Vu de l’extérieur cela ressemble à une énigme sans réponse. Comment la Tunisie, qui est le berceau du Printemps arabe, le pays le plus démocratique d’Afrique du Nord et qui a l’un des meilleurs systèmes éducatifs de la région, peut-être le premier foyer au monde de combattants étrangers qui partent rejoindre les rangs du groupe terroriste Etat islamique en Syrie et en Irak?
C’est la question à laquelle a voulu répondre le média américain The Wall Street Journal, qui rappelle qu’entre 6 et 7.000 Tunisiens ont rejoint les rangs de l’EI, et que 15.000 autres ont été interdits de voyage à l’étranger par les autorités tunisiennes qui craignent de les voir faire le même chemin.
«Pourquoi avons-nous des personnes éduquées et avec du travail qui vont rejoindre l’EI?», s’interroge Moncef Marzouki, président de la Tunisie de 2011 à 2014 dans un entretien accordé au Wall Street Journal. «Ce n’est pas toute la solution de s’attaquer aux problèmes socio-économiques.
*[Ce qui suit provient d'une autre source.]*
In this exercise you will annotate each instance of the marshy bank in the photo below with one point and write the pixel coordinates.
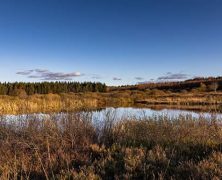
(91, 100)
(74, 146)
Il faut creuser plus profond pour comprendre que ces gens ont un rêve; mais nous ne le faisons pas. Notre rêve est le Printemps arabe (…) Mais les jeunes ont besoin d’un rêve concret, et le seul disponible maintenant c’est le califat», dit-il.
Mais pour de nombreux Tunisiens, il existe une explication affirme le Wall Street Journal. D’abord, la position ambiguë du pouvoir vis-à-vis des milieux islamistes dans le pays. Après la révolution de 2011, une amnistie avait notamment ordonné la libération de djihadistes et le retour de d’autres d’exil.
L’autre grande explication, même si Moncef Marzouki la balaye d’un revers de main, est le chômage de masse qui touche la population et particulièrement les jeunes qui se sentent excluent de la société et ne se voient aucun avenir. Avec la révolution, beaucoup de jeunes Tunisiens «pensaient qu’un monde meilleur était enfin possible dans leur pays. Aujourd’hui, leur désillusion est totale. Pour l’immense majorité d’entre eux, rien n’a changé», expliquait il y a quelques mois la politologue tunisienne Olfa Lamloum. «Ils sont toujours au chômage, sans couverture sociale, exclus de la scène politique officielle, confrontés à la corruption de l’administration et souvent victimes de la violence policière», ajoute t-elle.
À Kasserine, berceau de la révolution, et dans d’autres villes rurales du centre du pays, des manifestations contre l’incurie de l’Etat sont très régulièrement organisées.